Temps de lecture : 4 minutes

Tous les lundis matins, France Culture offre 5 minutes d’antenne à Caroline Fourest, afin que celle-ci donne son point de vue sur un fait d’actualité. Récemment mise en garde par le CSA qui lui demande de « faire preuve de davantage de vigilance et de rigueur, notamment pour des sujets sensibles d’actualité » (décision du 15/09/2014, voir notre papier ici sur le CSA et notre autre brève sur cette affaire ), il était intéressant de suivre la journaliste dans ses chroniques de rentrée, du 31 août au 5 octobre. Plongée au sein d’un univers impitoyable, où la distinction entre vérité et mensonge devient inopérante.

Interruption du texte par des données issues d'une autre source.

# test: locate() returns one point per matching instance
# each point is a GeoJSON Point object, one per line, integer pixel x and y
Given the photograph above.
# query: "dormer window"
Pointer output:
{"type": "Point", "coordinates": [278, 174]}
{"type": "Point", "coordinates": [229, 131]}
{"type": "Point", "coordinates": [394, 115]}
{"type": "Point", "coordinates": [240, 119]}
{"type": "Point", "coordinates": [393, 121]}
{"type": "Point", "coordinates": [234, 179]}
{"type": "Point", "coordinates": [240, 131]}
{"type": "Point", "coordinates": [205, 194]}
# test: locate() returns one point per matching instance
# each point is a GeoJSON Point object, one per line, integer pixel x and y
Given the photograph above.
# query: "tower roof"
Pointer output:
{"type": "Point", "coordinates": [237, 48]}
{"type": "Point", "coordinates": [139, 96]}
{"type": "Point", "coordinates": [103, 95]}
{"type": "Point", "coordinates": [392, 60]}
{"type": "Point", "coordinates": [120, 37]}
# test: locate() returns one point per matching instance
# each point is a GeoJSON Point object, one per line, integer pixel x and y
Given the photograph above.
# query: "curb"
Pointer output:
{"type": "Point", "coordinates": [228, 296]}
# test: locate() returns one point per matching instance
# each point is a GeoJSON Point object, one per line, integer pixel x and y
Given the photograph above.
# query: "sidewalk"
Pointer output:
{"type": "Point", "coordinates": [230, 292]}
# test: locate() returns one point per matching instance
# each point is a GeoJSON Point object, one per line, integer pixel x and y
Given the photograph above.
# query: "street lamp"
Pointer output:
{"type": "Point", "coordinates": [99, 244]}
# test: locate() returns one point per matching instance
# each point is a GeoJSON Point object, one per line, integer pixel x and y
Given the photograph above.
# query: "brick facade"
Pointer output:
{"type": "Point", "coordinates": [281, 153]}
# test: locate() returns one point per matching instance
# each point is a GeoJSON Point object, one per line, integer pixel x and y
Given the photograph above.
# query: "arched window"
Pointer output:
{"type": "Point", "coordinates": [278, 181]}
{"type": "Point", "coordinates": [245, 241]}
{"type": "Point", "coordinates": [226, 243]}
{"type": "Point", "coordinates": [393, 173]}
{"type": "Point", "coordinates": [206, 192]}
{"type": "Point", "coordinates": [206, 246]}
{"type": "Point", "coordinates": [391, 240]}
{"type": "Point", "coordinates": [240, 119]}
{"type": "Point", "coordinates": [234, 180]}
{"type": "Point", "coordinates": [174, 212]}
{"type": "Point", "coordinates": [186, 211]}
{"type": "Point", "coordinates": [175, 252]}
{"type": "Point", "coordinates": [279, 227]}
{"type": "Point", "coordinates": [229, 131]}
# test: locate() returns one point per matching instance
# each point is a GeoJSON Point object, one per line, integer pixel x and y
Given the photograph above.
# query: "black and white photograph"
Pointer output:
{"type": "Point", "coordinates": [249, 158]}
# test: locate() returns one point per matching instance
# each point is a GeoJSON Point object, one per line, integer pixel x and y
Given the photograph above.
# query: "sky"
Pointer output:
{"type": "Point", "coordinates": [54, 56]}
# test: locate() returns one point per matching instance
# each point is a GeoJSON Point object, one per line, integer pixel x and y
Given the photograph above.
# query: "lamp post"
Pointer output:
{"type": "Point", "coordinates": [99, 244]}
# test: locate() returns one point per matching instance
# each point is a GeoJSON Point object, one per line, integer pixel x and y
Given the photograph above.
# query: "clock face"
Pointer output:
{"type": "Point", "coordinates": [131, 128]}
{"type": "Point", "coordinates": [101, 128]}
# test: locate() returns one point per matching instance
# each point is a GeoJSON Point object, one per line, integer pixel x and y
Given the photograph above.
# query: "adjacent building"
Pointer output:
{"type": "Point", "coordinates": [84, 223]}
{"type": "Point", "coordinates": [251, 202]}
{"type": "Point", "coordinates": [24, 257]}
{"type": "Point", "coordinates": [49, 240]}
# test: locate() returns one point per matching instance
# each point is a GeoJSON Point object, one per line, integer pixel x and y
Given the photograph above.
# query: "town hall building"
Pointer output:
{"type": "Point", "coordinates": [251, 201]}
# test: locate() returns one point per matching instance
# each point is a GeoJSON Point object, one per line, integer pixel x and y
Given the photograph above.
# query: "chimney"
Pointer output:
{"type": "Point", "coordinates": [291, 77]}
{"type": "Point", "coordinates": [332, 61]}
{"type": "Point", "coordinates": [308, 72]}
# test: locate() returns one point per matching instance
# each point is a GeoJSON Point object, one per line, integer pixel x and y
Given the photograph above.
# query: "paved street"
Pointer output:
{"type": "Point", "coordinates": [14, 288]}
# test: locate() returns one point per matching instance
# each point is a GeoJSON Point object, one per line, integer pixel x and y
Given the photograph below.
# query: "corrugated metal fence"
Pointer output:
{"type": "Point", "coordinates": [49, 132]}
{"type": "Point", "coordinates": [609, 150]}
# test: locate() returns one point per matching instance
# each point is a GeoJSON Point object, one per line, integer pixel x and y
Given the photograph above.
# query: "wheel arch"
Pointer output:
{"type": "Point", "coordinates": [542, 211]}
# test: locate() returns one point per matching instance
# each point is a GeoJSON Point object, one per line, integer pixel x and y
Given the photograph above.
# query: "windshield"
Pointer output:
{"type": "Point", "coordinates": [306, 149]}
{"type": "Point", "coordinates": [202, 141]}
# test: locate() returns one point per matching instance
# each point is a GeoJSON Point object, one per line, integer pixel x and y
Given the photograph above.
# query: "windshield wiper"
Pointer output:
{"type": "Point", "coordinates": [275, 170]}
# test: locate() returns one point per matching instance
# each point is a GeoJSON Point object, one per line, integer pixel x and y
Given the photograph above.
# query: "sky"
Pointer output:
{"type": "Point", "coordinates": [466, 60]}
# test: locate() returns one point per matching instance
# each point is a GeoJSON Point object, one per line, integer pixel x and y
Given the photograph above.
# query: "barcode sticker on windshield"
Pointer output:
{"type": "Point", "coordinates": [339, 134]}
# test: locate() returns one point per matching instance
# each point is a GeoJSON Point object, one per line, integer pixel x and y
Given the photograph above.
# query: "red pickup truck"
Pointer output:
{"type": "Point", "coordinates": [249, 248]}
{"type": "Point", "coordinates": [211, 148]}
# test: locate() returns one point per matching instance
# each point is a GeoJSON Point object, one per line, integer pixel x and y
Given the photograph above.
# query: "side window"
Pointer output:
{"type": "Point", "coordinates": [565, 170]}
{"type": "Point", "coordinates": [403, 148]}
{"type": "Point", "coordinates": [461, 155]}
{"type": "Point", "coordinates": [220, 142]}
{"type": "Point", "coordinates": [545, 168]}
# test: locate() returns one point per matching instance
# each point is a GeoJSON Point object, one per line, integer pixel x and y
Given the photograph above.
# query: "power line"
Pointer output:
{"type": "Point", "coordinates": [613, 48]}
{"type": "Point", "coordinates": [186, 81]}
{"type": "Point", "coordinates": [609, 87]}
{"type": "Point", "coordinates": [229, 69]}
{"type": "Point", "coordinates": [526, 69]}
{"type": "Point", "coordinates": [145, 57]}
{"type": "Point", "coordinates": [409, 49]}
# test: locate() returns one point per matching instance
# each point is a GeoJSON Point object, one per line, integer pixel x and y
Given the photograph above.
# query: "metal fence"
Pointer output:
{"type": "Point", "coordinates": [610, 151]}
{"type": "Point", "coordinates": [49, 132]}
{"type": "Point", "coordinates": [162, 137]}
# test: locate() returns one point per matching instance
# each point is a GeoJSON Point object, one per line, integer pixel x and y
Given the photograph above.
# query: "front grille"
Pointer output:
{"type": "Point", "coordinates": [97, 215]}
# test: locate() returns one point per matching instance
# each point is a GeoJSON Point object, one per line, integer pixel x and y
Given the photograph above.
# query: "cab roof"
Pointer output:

Fourest-la-gentille contre les méchants : la fin qui justifie les moyens ?

Car­o­line Fourest est une vic­time. Vic­time de la « droite inté­griste », « du cli­mat d’intimidation intel­lectuelle »… elle se doit donc d’entrer en résis­tance. Et sa démarche a le mérite d’être claire : chez elle, pas de dis­tinc­tion entre adver­saire poli­tique et enne­mi. Ce procédé a l’avantage de lui économiser un argu­men­taire : dès lors qu’on com­bat le Mal, pourquoi s’embarrasser à utilis­er des moyens hon­nêtes ? Ain­si, Bachar el-Assad, en plus de se voire attribuer la respon­s­abil­ité de la créa­tion de l’État islamique (28/09), aurait fait « plus de 200 000 morts au cours de sa répres­sion » — l’Observatoire syrien des droits de l’homme, qu’on ne peut pas soupçon­ner d’être pro-Assad, en compte 10 000 à 20 000. Jamais très loin lorsqu’elle par­le du dic­ta­teur syrien : Vladimir Pou­tine. Ce dernier n’est rien moins que la source de tous les maux de la planète : cet « auto­crate red­outable­ment dan­gereux », qui a pour objec­tif de « colonis­er » l’Europe, a en effet per­mis « la con­ta­gion dji­hadiste voulue par Bachar el-Assad ».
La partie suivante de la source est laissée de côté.